I have decided that the British seasons are like one of those fairground Big Dipper rides... antalisingly sluggish to the top of a steep climb (that's winter), then whizzing down the slope on the other side (that's May-Oct) at a hundred times the speed. We are in that whizzing bit now and I want it to slow down. I don't know where April went. It passed in a blink. I got drunk on all that sunshine. I did things like GARDENING. (I never garden). I also, finally, mustered the confidence (the sun has multifarious beneficial effects) to acquire my first IPHONE. It is the very latest model, sleek and white and I know it is just a question of time before I sit on it or drop it. Until then, it has produced several radical changes to my humdrum life. Namely:
I get glances of respect from my twentysomething sons, wondering if I might not be a Lost Cause after all.
I embark on car journeys to new places without the terror of getting lost.
I can listen to the latest Bruno Mars single (it is the only track I have downloaded) at any time, though doing so does tend to interrupt those glances of filial respect (see above).
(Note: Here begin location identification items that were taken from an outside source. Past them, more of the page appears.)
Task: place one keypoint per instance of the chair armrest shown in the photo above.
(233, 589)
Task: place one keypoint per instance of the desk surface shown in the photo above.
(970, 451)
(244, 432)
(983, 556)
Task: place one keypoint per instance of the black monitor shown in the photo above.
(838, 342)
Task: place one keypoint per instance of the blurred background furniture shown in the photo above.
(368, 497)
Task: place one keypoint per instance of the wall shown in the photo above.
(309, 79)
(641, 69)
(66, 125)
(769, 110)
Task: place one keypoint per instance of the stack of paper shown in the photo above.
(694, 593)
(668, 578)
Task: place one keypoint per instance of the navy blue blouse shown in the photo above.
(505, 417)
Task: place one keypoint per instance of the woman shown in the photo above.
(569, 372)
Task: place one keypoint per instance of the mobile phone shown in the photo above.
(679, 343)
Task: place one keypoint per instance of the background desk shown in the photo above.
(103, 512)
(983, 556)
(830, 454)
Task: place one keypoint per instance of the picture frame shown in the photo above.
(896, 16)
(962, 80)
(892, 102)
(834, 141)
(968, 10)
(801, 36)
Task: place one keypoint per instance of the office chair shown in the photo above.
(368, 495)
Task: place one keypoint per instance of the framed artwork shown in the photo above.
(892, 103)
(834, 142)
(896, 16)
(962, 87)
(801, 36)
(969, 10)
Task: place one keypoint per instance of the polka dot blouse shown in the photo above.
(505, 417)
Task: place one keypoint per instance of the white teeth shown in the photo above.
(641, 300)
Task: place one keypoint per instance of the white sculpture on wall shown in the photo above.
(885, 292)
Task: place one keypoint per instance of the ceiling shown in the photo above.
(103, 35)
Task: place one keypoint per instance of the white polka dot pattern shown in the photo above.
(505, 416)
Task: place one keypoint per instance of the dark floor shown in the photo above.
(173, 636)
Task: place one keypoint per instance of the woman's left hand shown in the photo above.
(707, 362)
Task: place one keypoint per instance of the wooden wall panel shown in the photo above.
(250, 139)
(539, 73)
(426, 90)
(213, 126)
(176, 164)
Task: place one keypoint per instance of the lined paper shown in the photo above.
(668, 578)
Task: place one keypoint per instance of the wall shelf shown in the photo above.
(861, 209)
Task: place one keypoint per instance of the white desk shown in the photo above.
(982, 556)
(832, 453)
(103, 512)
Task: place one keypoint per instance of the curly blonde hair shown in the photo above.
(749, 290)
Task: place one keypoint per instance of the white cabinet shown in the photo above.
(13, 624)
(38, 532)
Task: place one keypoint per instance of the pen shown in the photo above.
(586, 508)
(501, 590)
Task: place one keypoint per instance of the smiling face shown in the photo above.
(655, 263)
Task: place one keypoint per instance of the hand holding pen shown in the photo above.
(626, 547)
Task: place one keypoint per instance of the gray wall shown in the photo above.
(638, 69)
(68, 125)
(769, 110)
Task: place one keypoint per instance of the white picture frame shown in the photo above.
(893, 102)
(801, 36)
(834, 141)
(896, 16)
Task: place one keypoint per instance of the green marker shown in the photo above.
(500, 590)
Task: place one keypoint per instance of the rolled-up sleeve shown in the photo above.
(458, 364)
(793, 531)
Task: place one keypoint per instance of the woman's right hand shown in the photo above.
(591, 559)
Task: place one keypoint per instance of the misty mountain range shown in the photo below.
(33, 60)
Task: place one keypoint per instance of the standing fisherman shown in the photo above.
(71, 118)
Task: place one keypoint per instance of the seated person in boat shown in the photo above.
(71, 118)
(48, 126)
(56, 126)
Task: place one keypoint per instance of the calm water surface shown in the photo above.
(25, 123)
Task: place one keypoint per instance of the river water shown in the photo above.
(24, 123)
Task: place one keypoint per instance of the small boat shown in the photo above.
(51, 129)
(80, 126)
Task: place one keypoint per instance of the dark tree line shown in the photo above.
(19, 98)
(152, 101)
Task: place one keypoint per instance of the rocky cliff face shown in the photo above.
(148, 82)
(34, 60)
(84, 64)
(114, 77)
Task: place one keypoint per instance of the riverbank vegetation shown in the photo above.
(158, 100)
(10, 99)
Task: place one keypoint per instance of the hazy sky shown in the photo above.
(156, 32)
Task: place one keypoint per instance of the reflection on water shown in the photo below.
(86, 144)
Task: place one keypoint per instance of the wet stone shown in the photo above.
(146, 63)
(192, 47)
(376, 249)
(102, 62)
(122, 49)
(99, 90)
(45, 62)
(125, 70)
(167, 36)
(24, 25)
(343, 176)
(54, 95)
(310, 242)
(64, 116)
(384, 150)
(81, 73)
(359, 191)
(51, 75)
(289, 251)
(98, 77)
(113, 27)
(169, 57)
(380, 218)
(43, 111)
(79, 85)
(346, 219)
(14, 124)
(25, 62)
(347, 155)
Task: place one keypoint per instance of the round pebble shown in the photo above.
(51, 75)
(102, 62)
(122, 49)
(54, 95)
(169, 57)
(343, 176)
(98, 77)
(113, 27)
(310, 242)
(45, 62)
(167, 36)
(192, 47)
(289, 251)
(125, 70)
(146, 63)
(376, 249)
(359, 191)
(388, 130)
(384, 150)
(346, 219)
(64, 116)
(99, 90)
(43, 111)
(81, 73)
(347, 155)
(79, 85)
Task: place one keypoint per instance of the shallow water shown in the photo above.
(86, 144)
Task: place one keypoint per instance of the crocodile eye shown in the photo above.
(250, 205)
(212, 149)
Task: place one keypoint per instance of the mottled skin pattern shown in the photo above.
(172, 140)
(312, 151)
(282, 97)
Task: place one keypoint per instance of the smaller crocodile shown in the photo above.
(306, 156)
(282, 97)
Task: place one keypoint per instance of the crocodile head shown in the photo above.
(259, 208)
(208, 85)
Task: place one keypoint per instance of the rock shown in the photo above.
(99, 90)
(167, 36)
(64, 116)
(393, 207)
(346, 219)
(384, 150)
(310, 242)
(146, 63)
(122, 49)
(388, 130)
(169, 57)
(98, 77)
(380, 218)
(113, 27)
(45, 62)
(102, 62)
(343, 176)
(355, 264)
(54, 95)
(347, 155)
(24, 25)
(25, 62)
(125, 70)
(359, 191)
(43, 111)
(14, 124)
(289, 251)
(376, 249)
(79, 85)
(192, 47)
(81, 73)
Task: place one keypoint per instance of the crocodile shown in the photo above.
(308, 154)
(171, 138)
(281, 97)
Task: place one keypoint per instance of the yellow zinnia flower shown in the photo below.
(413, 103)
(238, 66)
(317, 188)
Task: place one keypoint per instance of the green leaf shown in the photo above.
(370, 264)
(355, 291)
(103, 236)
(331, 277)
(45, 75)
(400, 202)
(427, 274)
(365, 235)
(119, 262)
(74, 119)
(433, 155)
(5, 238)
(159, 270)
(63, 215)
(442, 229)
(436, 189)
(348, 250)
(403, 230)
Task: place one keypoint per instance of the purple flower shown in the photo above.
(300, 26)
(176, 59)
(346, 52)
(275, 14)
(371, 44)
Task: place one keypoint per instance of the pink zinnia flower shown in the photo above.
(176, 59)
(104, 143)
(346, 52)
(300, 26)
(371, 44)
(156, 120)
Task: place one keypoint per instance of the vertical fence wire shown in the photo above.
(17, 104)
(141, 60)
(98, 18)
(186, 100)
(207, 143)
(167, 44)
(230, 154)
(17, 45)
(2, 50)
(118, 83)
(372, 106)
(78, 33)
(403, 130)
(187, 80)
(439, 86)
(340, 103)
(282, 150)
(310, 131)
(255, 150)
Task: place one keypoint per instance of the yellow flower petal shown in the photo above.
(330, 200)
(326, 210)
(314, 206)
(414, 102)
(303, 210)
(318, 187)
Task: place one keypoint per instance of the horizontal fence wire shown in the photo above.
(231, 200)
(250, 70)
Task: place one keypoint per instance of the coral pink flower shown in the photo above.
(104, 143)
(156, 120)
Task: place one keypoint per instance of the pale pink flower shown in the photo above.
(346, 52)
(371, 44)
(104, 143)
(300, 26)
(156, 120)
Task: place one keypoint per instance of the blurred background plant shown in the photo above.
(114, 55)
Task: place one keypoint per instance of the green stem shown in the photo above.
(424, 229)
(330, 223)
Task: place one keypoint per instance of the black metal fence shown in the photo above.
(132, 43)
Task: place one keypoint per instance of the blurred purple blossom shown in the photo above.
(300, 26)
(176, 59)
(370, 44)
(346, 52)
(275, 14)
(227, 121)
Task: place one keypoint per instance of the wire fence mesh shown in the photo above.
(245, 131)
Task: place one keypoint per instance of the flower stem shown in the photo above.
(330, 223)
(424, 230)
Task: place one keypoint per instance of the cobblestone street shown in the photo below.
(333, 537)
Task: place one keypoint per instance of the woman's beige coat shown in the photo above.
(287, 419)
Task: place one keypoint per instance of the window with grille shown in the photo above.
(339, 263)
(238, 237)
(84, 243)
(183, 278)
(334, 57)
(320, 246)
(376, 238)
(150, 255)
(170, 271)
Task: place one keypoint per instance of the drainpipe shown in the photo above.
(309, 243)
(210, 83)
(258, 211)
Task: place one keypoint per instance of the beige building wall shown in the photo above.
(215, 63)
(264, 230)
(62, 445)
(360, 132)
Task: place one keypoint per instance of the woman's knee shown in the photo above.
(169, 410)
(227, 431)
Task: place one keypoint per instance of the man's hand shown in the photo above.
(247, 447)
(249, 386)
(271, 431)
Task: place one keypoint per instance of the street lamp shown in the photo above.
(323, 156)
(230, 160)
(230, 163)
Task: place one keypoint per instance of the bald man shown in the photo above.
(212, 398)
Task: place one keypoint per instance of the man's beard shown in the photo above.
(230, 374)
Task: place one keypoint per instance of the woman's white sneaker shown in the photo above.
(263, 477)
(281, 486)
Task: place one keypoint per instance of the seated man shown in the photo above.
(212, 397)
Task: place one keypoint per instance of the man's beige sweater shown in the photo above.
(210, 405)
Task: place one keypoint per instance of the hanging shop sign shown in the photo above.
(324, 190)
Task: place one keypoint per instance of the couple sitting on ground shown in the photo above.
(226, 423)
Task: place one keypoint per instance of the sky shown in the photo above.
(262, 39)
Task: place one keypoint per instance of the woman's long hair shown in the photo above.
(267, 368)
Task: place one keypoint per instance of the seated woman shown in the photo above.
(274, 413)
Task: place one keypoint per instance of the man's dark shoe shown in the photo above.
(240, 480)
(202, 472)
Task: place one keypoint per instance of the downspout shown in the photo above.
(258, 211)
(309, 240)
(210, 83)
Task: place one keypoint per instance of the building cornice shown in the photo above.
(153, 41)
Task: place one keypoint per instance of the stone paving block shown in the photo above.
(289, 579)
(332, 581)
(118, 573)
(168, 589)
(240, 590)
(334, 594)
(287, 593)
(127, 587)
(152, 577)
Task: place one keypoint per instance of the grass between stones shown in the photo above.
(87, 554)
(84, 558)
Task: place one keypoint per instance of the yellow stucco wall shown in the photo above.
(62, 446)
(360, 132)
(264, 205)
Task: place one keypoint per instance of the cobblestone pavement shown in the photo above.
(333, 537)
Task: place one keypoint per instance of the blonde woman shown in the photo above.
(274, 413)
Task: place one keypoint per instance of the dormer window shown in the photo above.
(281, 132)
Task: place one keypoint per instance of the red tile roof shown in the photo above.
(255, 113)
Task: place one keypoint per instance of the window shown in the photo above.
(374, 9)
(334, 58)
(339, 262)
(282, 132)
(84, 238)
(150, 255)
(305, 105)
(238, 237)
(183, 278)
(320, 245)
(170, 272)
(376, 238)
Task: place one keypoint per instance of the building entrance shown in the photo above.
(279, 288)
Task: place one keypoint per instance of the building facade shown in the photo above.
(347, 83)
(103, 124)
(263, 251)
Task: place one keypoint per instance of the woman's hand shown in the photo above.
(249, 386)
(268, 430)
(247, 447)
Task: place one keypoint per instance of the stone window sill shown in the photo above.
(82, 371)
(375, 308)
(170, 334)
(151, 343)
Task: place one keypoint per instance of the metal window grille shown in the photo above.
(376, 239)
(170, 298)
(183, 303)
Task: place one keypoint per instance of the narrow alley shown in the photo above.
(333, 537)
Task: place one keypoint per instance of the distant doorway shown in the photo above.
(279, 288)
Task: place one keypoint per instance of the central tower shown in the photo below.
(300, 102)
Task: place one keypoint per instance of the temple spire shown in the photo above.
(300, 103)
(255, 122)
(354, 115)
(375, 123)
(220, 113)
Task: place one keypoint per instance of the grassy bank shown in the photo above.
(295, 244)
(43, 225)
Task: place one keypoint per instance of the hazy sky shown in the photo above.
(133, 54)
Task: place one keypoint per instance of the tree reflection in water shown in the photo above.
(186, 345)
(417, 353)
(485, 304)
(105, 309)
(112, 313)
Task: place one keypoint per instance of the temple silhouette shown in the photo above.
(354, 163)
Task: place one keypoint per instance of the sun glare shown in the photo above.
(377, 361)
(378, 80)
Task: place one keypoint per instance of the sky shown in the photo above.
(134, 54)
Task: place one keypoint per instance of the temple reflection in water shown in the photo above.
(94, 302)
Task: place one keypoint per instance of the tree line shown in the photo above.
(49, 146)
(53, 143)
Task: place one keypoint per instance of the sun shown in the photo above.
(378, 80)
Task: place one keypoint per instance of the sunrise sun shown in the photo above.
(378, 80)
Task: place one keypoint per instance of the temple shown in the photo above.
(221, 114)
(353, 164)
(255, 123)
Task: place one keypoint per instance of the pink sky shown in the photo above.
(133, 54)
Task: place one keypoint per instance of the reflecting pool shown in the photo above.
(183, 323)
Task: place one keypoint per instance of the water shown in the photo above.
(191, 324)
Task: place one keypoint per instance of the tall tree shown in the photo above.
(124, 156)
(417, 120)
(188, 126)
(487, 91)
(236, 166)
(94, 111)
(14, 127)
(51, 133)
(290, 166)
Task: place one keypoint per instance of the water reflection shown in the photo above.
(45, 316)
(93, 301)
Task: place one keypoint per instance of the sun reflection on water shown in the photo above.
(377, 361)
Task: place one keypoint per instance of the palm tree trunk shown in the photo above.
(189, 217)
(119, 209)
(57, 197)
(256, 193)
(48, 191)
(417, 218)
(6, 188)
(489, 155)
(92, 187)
Most significantly of all, I have downloaded a book onto it. ME - downloaded a BOOK! Now. I have nothing against downloads, kindles or any other aspect of e-publishing.... how can an author NOT want her books to be enjoyed in all forms possible??!!! But I have made no secret of the fact that I still prefer to read the hard versions, for reasons which I know many romantic traditionalists share with me: Books smell nice. They are enjoyable to hold and handle. They develop character. They are containers and triggers for all the memories of life lived during the course of the reading. They look very fine on shelves, especially (in my view) if visibly a little beaten up from the attention they have received.
So, in the small world of this writer, downloading a book onto an iphone 5 is something of a momentous event. I haven't read the work in question yet. It is, shall we say, a very "commercial" title, picked primarily out of competitive curiosity, not something I expect to want to keep on a shelf for reasons of posterity or anything else. But I like the 'virtual' look of it, sitting on the 'virtual' shelf, behind the little icon of an open book. It's neat and natty. I shall save it for a long train journey when I have finished the crossword and don't want to disturb the person sitting next to me by rummaging for more solid reading matter. It's like having a glossy magazine still in its plastic wrapper, or a snack to ward off a future attack of the munchies. Yes, I am very happy to have taken possession of my first virtual book.